Ook worden de uitgangspunten en het doel van dit bestemmingsplan behandeld. Het
derde hoofdstuk gaat in op de planomschrijving van dit bestemmingsplan en de
koppeling met de CROW-parkeernormen publicatie. Hoofdstuk vier gaat in op de
omgevingsaspecten van dit bestemmingsplan. Het vijfde hoofdstuk bevat de
juridische planbeschrijving. Dit hoofdstuk gaat in op de planregels en op de
handhaving van dit Parapluplan Parkeren. Het laatste hoofdstuk, hoofdstuk zes,
gaat in op de economische en maatschappelijke uitvoerbaarheid van het
onderhavige bestemmingsplan. bestemmingsplan Parapluplan Parkeren Wormerland
Hoofdstuk 2 Beleidskader
2.1
Wetgeving
Reeds bij de
invoering van de Wet ruimtelijke ordening (Wro) in 2008 heeft de wetgever
bepaald, dat de mogelijkheid om op grond van artikel 8, lid 5 van de Woningwet
stedenbouwkundige voorschriften in de gemeentelijke Bouwverordening op te
nemen, kan vervallen. Reden hiervoor was dat de Wro voorschrijft dat een
gemeente voor het gehele grondgebied een bestemmingsplan of beheersverordening
moet vaststellen. Op basis van de oude Wet op de Ruimtelijke Ordening (WRO)
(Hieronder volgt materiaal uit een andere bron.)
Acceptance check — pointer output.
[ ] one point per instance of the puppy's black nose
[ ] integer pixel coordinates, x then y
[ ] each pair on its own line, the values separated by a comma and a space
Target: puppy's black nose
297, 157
gold deze verplichting alleen voor het buitengebied, waardoor het voor het
overige gebied noodzakelijk was stedenbouwkundige bepalingen op te nemen in de
bouwverordening. De gemeentelijke Bouwverordening dient mede als toetsingskader
voor aanvragen omgevingsvergunning voor het aspect bouwen.
Met de
Invoeringswet Wet ruimtelijke ordening werd aanvankelijk beoogd om de
mogelijkheid om stedenbouwkundige bepalingen op te nemen in de bouwverordening
te schrappen. Uiteindelijk is hiervan op dat moment afgezien omdat te veel
vragen bestonden over de wijze waarop met name het onderdeel "parkeren"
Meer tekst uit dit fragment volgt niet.